Ein kurzer historischer Rückblick über die Entwicklung der Legitimationen (der medizinischen Indikationen) für IVF in den Niederlanden zeigt, wie das Wechselspiel der Interessen und Zeitgeist die Anwendungsbereiche einer Technik bestimmen. Es ist eine bekannte Tatsache der Technikfolgen-Forschung, dass einmal etablierte Technologien zu einer Ausweitungsdynamik ihrer Anwendungsbereiche führen. Welche Motive eine IVF legitimieren, hat sich in den Niederlanden im Lauf von wenigen Jahren stark erweitert.
So ist 1985 die einzige legale Indikation für IVF eine Eileiterverklebung gewesen, ohne Benennung, für welche Frauen dies galt.
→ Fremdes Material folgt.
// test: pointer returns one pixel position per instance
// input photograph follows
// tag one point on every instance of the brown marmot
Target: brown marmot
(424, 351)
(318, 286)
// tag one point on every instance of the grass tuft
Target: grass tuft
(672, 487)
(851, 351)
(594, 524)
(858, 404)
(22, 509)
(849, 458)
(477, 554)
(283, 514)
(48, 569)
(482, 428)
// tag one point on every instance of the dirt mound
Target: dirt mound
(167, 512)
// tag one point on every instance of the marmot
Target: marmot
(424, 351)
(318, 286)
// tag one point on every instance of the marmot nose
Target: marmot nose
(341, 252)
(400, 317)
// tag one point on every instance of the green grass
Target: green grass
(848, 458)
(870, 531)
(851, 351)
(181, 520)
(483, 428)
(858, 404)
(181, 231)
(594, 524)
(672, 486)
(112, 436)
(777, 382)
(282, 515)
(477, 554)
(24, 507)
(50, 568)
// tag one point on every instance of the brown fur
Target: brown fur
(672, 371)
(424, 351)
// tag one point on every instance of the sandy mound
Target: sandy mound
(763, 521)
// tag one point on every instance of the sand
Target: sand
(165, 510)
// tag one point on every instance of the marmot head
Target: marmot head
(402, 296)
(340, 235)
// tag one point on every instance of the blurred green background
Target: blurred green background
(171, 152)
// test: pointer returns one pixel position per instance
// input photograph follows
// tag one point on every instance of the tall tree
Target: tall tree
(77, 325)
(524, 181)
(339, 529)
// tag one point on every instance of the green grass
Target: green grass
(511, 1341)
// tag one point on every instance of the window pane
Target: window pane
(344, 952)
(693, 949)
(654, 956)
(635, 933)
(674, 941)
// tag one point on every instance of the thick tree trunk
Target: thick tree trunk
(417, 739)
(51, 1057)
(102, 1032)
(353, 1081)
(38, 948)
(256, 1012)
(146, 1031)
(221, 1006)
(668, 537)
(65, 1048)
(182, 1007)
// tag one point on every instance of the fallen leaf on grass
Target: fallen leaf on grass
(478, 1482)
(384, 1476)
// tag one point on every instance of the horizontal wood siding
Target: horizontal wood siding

1986 folgte die Einschränkung, dass sich lesbische und alleinstehende Frauen nur in Ausnahmefällen dieser Behandlung unterziehen dürften. Außerdem wurde männliche Infertilität als Indikation für eine IVF bei Frauen zugelassen. 1988 erklärte die Regierung, dass IVF keine Alternative für die "natürliche Prokreation" sein dürfe (worunter eine heterosexuelle Vereinigung verstanden wurde, unabhängig ob medizinisch unterstützt oder nicht). Hiermit wurde versucht die IVF in das heterosexuelle "Normal"-Empfinden einzubetten.
Die Praxis sah jedoch auch damals so aus, dass viele Kliniken auch Lesben und alleinstehende Frauen behandelten. 1988/89 wurde diese Praxis offiziell anerkannt, mit der Begründung, dass keine empirischen Daten vorlägen, die die kinderschädigenden Auswirkungen von anderen, nicht heterosexuellen Familienmodellen belegen.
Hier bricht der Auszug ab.